The walls meet the sunset-orange hardwood floor in a clean sweep from the high white ceilings. Overhead track lights warm the empty walls. She walks to the back of the long, narrow room—twenty by forty feet—to the small den, adjacent to an even smaller kitchen, that serves as her bedroom. There’s a double mattress on the floor.

She keeps this room dark, but not quiet. She always has music playing, especially during the transitions between day and night, like now, late afternoon. She puts on her favorite CD and changes out of her tuxedo outfit, moving the small stack of fig leaves from her pocket to the fridge as she does. Then she hops into spandex capris and a flowing nylon shirt—her other favorite outfit, the one she reserves for her private space.

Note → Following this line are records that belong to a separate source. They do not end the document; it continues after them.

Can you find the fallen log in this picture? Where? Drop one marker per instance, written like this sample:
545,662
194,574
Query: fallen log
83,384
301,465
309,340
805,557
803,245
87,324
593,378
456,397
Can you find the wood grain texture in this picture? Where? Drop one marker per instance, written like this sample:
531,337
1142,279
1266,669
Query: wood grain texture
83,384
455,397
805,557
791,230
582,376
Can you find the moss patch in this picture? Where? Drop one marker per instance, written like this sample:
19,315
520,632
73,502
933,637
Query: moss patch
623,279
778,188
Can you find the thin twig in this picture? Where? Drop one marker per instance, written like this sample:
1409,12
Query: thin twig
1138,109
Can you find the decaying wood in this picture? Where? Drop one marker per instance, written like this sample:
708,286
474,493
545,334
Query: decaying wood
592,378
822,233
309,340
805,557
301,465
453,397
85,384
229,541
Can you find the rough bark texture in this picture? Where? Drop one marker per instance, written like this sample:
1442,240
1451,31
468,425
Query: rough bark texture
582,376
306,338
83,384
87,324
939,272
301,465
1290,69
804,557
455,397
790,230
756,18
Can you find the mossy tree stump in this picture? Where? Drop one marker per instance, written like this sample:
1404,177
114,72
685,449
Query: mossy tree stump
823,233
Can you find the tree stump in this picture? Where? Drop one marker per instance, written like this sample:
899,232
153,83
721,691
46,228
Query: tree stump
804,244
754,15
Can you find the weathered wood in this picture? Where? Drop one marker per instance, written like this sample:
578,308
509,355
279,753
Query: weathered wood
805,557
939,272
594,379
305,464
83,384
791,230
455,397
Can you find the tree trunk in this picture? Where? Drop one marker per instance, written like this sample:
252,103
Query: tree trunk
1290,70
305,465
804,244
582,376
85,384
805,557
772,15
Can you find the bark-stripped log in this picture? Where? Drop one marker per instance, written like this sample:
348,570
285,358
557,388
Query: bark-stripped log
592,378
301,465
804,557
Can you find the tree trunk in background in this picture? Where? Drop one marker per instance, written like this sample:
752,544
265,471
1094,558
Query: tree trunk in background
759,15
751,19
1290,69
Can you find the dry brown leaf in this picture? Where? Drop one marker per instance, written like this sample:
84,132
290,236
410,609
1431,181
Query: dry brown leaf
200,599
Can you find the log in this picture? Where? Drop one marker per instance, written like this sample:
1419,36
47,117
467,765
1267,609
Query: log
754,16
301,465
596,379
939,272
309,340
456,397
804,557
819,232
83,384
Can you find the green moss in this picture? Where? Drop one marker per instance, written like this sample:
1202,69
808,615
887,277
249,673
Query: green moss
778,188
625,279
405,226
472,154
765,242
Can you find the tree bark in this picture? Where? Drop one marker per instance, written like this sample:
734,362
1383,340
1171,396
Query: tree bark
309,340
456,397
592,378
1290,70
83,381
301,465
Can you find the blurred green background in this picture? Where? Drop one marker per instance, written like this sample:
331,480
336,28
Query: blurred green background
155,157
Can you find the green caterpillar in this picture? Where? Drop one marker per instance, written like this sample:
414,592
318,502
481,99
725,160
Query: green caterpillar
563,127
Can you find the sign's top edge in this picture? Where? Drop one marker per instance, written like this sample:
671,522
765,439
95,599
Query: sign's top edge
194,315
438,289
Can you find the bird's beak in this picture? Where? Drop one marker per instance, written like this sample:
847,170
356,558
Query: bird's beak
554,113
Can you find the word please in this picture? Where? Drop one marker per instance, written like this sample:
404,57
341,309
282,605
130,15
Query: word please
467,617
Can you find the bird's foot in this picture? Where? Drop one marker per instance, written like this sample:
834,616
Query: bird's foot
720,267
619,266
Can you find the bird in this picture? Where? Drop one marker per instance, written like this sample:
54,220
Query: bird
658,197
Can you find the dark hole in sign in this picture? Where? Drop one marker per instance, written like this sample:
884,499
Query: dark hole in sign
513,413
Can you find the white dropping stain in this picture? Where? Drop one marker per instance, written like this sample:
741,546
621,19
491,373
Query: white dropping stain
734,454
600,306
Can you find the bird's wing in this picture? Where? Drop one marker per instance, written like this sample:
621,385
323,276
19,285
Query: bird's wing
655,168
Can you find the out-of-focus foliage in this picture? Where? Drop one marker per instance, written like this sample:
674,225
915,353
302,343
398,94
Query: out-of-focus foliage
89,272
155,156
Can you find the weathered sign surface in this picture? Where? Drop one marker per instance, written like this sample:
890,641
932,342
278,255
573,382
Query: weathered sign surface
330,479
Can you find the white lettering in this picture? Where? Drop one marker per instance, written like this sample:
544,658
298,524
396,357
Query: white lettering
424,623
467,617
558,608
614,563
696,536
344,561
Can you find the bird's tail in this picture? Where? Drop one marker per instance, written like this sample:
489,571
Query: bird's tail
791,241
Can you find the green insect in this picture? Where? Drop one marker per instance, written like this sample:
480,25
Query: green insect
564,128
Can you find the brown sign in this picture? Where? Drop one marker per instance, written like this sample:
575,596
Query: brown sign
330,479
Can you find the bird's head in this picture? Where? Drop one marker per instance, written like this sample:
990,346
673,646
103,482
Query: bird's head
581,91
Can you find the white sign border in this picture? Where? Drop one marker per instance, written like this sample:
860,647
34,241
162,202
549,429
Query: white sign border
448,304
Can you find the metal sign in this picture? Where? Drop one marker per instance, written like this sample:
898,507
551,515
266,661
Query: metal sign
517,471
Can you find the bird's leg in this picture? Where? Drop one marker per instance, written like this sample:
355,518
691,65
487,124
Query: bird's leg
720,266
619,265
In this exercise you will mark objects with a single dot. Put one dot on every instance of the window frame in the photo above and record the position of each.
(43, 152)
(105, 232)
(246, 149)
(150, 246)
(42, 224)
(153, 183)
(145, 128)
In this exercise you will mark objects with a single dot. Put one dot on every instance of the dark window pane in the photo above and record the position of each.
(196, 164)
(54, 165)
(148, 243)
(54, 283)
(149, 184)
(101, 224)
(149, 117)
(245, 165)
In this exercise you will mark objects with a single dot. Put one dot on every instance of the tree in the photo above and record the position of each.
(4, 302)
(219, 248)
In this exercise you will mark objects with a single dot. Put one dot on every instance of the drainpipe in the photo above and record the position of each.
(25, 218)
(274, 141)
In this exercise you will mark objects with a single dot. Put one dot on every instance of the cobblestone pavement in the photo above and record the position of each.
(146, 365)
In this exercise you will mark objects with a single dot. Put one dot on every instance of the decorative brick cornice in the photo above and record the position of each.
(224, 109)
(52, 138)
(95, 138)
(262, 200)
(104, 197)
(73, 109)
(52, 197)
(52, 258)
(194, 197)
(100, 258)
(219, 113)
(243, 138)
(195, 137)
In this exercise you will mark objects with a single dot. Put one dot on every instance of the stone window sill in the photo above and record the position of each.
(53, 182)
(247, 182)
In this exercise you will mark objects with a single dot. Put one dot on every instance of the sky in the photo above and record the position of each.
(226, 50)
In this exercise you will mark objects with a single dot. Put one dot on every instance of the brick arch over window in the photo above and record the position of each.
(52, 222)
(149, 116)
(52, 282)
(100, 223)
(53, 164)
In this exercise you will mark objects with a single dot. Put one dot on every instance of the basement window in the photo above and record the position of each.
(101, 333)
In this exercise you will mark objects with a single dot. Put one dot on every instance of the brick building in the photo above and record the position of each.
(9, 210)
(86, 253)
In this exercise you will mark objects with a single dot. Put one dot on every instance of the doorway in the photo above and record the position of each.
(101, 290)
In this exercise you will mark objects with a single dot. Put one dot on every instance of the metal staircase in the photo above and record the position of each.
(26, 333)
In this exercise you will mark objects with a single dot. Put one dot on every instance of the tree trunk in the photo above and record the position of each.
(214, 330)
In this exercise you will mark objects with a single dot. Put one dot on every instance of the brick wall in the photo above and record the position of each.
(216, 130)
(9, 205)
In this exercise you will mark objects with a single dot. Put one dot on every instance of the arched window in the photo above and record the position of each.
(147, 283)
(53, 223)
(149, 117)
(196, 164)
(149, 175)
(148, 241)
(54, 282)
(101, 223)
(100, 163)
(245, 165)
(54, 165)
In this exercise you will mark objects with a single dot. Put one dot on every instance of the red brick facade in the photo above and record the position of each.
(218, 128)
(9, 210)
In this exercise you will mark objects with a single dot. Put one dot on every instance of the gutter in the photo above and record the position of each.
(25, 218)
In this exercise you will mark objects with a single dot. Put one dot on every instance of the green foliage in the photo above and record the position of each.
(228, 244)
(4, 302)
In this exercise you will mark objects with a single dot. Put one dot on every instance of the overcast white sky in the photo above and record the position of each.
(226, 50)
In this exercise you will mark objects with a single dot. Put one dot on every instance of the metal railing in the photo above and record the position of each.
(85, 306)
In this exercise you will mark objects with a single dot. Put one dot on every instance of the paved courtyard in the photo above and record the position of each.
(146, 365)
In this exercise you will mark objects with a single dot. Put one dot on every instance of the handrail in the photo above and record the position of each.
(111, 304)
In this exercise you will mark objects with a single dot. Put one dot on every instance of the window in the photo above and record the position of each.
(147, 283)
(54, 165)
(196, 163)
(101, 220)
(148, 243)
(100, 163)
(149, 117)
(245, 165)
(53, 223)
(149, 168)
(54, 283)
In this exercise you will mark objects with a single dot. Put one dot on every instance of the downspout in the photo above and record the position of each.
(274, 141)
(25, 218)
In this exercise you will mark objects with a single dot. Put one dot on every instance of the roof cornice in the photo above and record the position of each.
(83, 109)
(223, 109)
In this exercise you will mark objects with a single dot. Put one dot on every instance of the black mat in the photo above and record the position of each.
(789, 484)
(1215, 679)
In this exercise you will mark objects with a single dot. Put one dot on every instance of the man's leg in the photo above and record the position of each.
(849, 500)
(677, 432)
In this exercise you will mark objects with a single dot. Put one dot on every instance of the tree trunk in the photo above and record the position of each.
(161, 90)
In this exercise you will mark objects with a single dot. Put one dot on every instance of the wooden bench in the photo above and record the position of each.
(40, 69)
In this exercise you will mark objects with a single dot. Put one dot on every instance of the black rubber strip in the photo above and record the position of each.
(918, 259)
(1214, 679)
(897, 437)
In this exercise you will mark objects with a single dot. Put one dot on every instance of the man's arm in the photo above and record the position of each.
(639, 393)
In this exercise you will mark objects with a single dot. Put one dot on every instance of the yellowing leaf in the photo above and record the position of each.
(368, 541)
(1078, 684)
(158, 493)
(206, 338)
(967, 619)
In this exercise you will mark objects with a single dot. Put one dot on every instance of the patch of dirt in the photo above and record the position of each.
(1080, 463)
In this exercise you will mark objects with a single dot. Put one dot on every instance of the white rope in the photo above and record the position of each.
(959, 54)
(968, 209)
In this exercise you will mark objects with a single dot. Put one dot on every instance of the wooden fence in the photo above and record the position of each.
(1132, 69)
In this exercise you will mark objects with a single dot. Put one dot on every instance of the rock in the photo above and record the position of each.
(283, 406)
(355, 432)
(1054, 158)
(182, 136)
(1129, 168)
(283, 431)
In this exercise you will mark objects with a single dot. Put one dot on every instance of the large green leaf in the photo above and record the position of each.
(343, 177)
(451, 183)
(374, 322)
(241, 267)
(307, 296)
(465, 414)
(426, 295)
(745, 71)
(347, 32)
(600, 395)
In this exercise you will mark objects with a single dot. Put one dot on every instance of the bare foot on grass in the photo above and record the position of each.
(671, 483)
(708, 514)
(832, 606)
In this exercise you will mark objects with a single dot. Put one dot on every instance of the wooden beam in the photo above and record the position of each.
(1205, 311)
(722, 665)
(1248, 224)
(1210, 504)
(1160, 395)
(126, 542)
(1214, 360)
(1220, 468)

She begins to dance. After beginning slowly, the music builds to a crescendo and comes down to stillness, bringing her easily into the night. As she dances, she thinks about the barista and wonders if he has a girlfriend. The music is calling Lavinia to listen, to interact with the beat of the drum and the pulse of the rhythm. She moves through the large room, riding the dance waves, letting this vibration carry her through and around the space, letting the music take her through a world of rhythms. Dancing with her shadow, she closes her eyes and imagines herself dancing with the barista.